Die Regierung Ecuadors hat eine neue Regelung erlassen, die Investitionsfonds und deren Verwalter dazu verpflichtet, mehr Eigenkapital zu halten. Betroffen sind insgesamt 119 Einheiten, darunter 85 aktive Investitionsfonds und 34 Verwaltungsgesellschaften. Die neuen Anforderungen sehen ein festes Kapital von 400.000 US-Dollar sowie eine variable Komponente vor, die sich nach den verwalteten Vermögenswerten richtet.

Diese Maßnahme zielt darauf ab, die Stabilität des Finanzsektors zu erhöhen und das Vertrauen der Anleger zu stärken.

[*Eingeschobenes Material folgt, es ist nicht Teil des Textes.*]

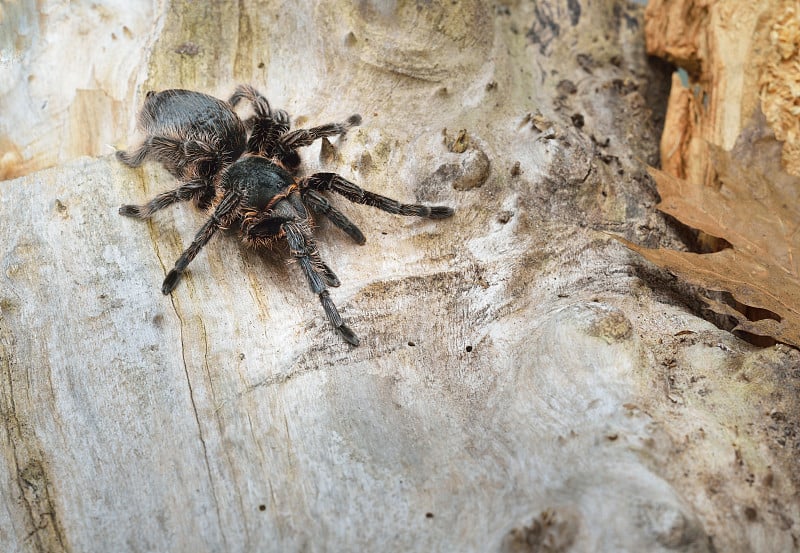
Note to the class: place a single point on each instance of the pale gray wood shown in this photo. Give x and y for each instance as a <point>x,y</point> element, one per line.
<point>522,383</point>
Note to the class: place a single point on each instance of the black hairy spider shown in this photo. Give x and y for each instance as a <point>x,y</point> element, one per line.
<point>245,174</point>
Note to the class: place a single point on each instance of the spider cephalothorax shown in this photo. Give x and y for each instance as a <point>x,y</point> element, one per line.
<point>244,174</point>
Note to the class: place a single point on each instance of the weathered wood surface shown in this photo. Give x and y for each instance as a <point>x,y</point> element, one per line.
<point>520,386</point>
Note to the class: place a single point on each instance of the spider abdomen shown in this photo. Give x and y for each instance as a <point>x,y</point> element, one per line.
<point>184,125</point>
<point>259,182</point>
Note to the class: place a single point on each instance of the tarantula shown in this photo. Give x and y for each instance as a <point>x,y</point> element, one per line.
<point>245,174</point>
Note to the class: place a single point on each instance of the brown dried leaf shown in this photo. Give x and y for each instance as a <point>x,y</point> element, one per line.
<point>755,209</point>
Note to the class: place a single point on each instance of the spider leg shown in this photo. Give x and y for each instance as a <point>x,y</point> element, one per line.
<point>356,194</point>
<point>271,224</point>
<point>135,158</point>
<point>247,92</point>
<point>301,250</point>
<point>304,137</point>
<point>226,206</point>
<point>321,205</point>
<point>184,192</point>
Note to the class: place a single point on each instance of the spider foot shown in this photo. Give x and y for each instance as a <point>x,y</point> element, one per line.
<point>440,212</point>
<point>133,211</point>
<point>173,277</point>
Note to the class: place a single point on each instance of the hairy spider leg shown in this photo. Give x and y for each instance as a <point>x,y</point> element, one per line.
<point>184,192</point>
<point>174,154</point>
<point>321,205</point>
<point>301,251</point>
<point>356,194</point>
<point>247,92</point>
<point>299,138</point>
<point>269,224</point>
<point>226,206</point>
<point>267,124</point>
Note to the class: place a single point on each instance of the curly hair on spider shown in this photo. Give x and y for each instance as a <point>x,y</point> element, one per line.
<point>244,173</point>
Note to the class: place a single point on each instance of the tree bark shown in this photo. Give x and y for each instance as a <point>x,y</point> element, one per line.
<point>523,383</point>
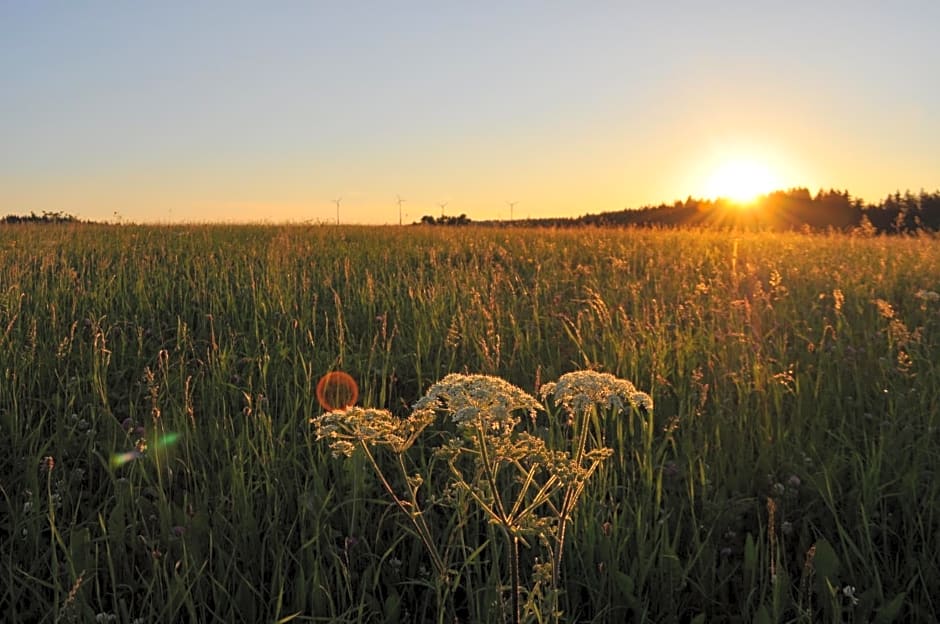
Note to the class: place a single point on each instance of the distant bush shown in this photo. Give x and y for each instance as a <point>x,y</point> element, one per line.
<point>45,217</point>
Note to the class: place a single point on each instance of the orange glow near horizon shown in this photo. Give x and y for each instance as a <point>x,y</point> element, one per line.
<point>742,181</point>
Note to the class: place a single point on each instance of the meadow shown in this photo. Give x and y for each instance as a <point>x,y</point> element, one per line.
<point>158,462</point>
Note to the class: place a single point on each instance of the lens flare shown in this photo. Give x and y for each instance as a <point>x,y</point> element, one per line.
<point>337,390</point>
<point>162,442</point>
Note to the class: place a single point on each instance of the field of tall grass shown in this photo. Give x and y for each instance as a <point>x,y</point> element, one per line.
<point>158,460</point>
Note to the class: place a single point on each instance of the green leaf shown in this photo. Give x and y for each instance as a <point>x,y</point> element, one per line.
<point>826,564</point>
<point>762,616</point>
<point>750,555</point>
<point>890,611</point>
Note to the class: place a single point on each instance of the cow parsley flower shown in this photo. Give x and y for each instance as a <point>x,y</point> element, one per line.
<point>577,391</point>
<point>477,400</point>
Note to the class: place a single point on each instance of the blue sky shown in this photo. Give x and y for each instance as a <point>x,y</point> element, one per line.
<point>269,111</point>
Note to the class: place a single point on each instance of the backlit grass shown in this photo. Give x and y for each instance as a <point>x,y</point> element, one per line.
<point>790,474</point>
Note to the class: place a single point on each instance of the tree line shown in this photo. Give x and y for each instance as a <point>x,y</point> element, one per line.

In den letzten Jahren hat Ecuador mit wirtschaftlichen Herausforderungen gekämpft, und die Regierung ist bestrebt, das Finanzsystem widerstandsfähiger gegen externe Schocks zu machen.

Die Ankündigung erfolgte nach eingehender Analyse der Marktsituation und soll die Wettbewerbsfähigkeit und Effizienz der Finanzinstitute verbessern. Diese Reform könnte jedoch auch kleinere Fonds und Verwalter unter Druck setzen, die möglicherweise Schwierigkeiten haben, die neuen Kapitalanforderungen zu erfüllen.